Removing a file, see one of my xDevMag articles where I write up how to delete files in the macOS, with the option to move them to the trash, so the user can recover them. I forget which edition.[/quote]
So I bought this edition only to find out it does not work. Those declares do sent the file to the trash but the ‘Put Back’ feature does not work. Btw it is the same with MBS.
Lost money on that now.
[quote=410947:@Christoph De Vocht]So I bought this edition only to find out it does not work. Those declares do sent the file to the trash but the ‘Put Back’ feature does not work. Btw it is the same with MBS.
Lost money on that now. ;-)[/quote]
Huh! It works here; on 10.11.6, I guess it got broke at some point Sorry about that. As I told you to buy that copy, I can reimburse you if you’d like.
Add it to my list of shit to look at; I’ll have to double check it on Mojave, incase that function got replaced or it’s simply broken and needs me to file yet another bug report with Apple.
Selling software is how I feed my family, anyone who makes that process or development of software more frustrating IS going to piss me off. I am a glutton for punishment as I always embark on complicated projects, that take me a long time. I also like to try to build products to the best of my abilities, and that fruit company spank me regularly with their complications.
I have to try to not let it piss me off, I have an escape plan and I am proceeding with it. It’s just going to take me a while to get myself completely untangled from Apple’s APIs.
I just tested it on 10.14.1 and it moves the file to the trash, but “Put Back” is not enabled. I’ve filed yet another bug report with Apple. If anyone else has trouble with this code I wrote for that article, please let me know.

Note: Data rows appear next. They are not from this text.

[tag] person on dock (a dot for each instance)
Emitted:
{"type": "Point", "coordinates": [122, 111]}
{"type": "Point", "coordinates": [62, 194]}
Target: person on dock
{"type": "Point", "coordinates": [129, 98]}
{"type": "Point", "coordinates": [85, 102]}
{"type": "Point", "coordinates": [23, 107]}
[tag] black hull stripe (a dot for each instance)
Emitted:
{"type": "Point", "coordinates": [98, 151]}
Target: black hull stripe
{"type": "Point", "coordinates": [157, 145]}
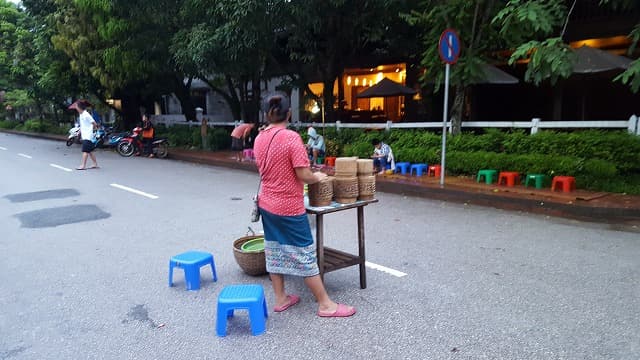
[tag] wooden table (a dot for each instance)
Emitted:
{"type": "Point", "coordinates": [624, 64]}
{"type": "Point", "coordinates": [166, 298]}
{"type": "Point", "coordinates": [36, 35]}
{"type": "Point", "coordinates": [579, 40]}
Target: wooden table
{"type": "Point", "coordinates": [331, 259]}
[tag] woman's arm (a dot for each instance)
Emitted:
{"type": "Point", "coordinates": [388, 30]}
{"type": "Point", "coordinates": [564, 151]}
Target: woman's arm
{"type": "Point", "coordinates": [307, 176]}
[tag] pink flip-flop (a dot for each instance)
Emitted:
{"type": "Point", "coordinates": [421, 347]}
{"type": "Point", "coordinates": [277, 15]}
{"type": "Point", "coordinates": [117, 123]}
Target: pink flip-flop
{"type": "Point", "coordinates": [293, 299]}
{"type": "Point", "coordinates": [341, 311]}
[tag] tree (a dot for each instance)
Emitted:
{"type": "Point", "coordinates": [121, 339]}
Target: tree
{"type": "Point", "coordinates": [326, 35]}
{"type": "Point", "coordinates": [122, 49]}
{"type": "Point", "coordinates": [231, 47]}
{"type": "Point", "coordinates": [485, 27]}
{"type": "Point", "coordinates": [631, 76]}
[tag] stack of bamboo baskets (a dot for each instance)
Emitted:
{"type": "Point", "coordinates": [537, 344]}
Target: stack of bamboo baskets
{"type": "Point", "coordinates": [346, 180]}
{"type": "Point", "coordinates": [366, 179]}
{"type": "Point", "coordinates": [354, 180]}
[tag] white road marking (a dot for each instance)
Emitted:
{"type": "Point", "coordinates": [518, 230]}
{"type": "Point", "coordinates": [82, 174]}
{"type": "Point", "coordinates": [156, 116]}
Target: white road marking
{"type": "Point", "coordinates": [138, 192]}
{"type": "Point", "coordinates": [384, 269]}
{"type": "Point", "coordinates": [59, 167]}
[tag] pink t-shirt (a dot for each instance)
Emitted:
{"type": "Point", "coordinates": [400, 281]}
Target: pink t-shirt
{"type": "Point", "coordinates": [281, 191]}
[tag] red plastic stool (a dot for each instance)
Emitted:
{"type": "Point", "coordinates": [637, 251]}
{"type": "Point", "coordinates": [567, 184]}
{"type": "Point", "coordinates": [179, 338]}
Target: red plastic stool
{"type": "Point", "coordinates": [511, 178]}
{"type": "Point", "coordinates": [330, 161]}
{"type": "Point", "coordinates": [434, 170]}
{"type": "Point", "coordinates": [568, 183]}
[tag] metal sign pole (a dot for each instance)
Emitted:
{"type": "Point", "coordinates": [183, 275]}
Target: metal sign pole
{"type": "Point", "coordinates": [444, 122]}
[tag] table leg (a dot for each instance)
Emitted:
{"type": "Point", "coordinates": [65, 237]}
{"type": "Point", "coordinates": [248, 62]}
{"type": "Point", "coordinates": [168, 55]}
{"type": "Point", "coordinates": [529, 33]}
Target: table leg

This one actually makes some sense (although I am sorry, it looks like you have to use broken API from now on, make sure you send Tim Cook a nice thank you letter). In the App Store, while you can technically create a Sandboxed application that can control Finder, System Events and Terminal, it’s instant denial. Now they’ve just taken that secondary rule and made it so that no application can control Finder, and I’m guessing probably System Events, Terminal and anything else that they deem you shouldn’t be controlling.